The WNT/ROR Pathway in Cancer: From Signaling to Therapeutic Intervention

Abstract

The WNT pathway is one of the major signaling cascades frequently deregulated in human cancer. While research had initially focused on signal transduction centered on β-catenin as a key effector activating a pro-tumorigenic transcriptional response, nowadays it is known that WNT ligands can also induce a multitude of β-catenin-independent cellular pathways. Traditionally, these comprise WNT/planar cell polarity (PCP) and WNT/Ca²⁺ signaling. In addition, signaling via the receptor tyrosine kinase-like orphan receptors (RORs) has gained increasing attention in cancer research due to their overexpression in a multitude of tumor entities. Active WNT/ROR signaling has been linked to processes driving tumor development and progression, such as cell proliferation, survival, invasion, or therapy resistance. In adult tissue, the RORs are largely absent, which has spiked the interest in them for targeted cancer therapy. Promising results in preclinical and initial clinical studies are beginning to unravel the great potential of such treatment approaches. In this review, we summarize seminal findings on the structure and expression of the RORs in cancer, their downstream signaling, and its output in regard to tumor cell function. Furthermore, we present the current clinical anti-ROR treatment strategies and discuss the state-of-the-art, as well as the challenges of the different approaches.

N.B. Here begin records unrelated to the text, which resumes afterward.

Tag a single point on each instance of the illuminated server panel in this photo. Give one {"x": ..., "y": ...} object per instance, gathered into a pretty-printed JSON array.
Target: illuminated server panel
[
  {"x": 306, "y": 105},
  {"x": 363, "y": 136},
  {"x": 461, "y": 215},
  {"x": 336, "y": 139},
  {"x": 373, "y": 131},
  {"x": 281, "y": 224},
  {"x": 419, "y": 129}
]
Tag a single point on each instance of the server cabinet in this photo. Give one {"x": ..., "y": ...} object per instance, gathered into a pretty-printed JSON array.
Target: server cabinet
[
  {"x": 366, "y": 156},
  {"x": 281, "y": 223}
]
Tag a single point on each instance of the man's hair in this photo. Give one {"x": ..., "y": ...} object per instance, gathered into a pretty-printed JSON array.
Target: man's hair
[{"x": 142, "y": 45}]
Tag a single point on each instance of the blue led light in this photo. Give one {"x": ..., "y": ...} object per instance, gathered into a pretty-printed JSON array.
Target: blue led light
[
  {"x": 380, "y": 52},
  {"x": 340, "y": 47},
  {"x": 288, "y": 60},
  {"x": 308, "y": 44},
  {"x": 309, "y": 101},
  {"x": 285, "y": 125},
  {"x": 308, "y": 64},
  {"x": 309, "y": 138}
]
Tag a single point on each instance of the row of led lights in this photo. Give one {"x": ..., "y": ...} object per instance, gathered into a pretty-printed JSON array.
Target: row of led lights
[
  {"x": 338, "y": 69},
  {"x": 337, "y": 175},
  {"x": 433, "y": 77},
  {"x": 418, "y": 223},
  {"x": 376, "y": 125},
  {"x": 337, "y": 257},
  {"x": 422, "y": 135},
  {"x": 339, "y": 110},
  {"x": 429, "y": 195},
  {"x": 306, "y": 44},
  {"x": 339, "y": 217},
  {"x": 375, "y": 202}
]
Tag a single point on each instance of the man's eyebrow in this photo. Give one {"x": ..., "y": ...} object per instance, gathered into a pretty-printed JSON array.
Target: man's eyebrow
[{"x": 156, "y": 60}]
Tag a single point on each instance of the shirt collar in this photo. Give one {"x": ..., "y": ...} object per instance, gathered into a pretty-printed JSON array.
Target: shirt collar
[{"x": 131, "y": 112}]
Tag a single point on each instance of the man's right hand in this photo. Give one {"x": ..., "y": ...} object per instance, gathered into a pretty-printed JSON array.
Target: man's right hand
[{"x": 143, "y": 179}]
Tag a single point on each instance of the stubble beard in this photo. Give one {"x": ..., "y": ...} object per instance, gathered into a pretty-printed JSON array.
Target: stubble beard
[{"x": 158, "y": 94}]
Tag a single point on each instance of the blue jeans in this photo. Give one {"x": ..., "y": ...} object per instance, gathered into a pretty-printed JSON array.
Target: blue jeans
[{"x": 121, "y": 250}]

Keywords: CAR T cells; ROR1; ROR2; WNT signaling; cancer; immunotherapy; non-canonical; targeted therapy.

Figure 1

The structure of non-canonical WNT co-receptors. Comparison of the schematic structures of potential non-canonical WNT co-receptors. ROR = receptor tyrosine kinase-like orphan receptor, RYK = receptor tyrosine kinase, PTK7 = protein tyrosine kinase 7, SDC = syndecan, GPC = glypican, MUSK = muscle-specific kinase, TKD = tyrosine kinase domain, KRD = kringle domain, CRD = cysteine-rich domain.

Figure 2

ROR1 signaling. WNT/ROR1 signaling is induced by binding of a non-canonical WNT ligand, which triggers the formation of a complex between ROR1 and ROR2, or ROR1 and a FZD receptor, respectively. Signal transduction is mediated by the phosphorylation of ROR1 by several kinases (orange) which on the one hand results in the inhibition of anti-apoptotic pathways (grey), while on the other hand activates downstream pathways such as WNT/PCP (magenta), MAPK/ERK (dark brown), PI3K/AKT (green) or NF-κB (light brown). These either trigger cytoskeletal rearrangements associated with enhanced tumor cell migration, or induce a transcriptional response (blue) leading to the expression of genes which promote cell proliferation, survival, EMT, or therapy resistance.

Figure 3

ROR2 signaling. Binding of a non-canonical WNT ligand induces the association of ROR2 with a FZD receptor (e.g., FZD2, 5, 7), or other WNT co-receptors (e.g., PTK7, ROR1). ROR2 activation is triggered by its interplay with several kinases (orange). The signal is then relayed to downstream pathways including WNT/PCP (magenta), PI3K/AKT (green), or MAPK/ERK (brown). Active WNT/ROR2 signaling results in the nuclear translocation and activation of transcription factors (blue) that mediate the expression of target genes associated with cell proliferation, survival, or EMT.

Figure 4

Targeting ROR1 with small molecules and immunotherapy—a selection of agents. While KAN0441571C functions as a tyrosine kinase inhibitor and already meets clinical evaluation, the inhibitor ARI-1, binding to the CRD of ROR1, is still in preclinical development. The most advanced monoclonal antibody (mAb) targeting ROR1 is cirmtuzumab. Other antibody-based targeting options comprise VLS-101, an antibody drug conjugate linking cirmtuzumab to MMAE, or bispecific antibodies such as ROR1 × CD3 or NBE-002. ROR1 is also an attractive target for chimeric antigen receptor-engineered (CAR) T cells since it does not lead to B cell depletion. Strictinin is a newly discovered, plant-derived tannin, which seemingly interacts with ROR1 and inhibits PI3K/AKT/GSK-3 activity.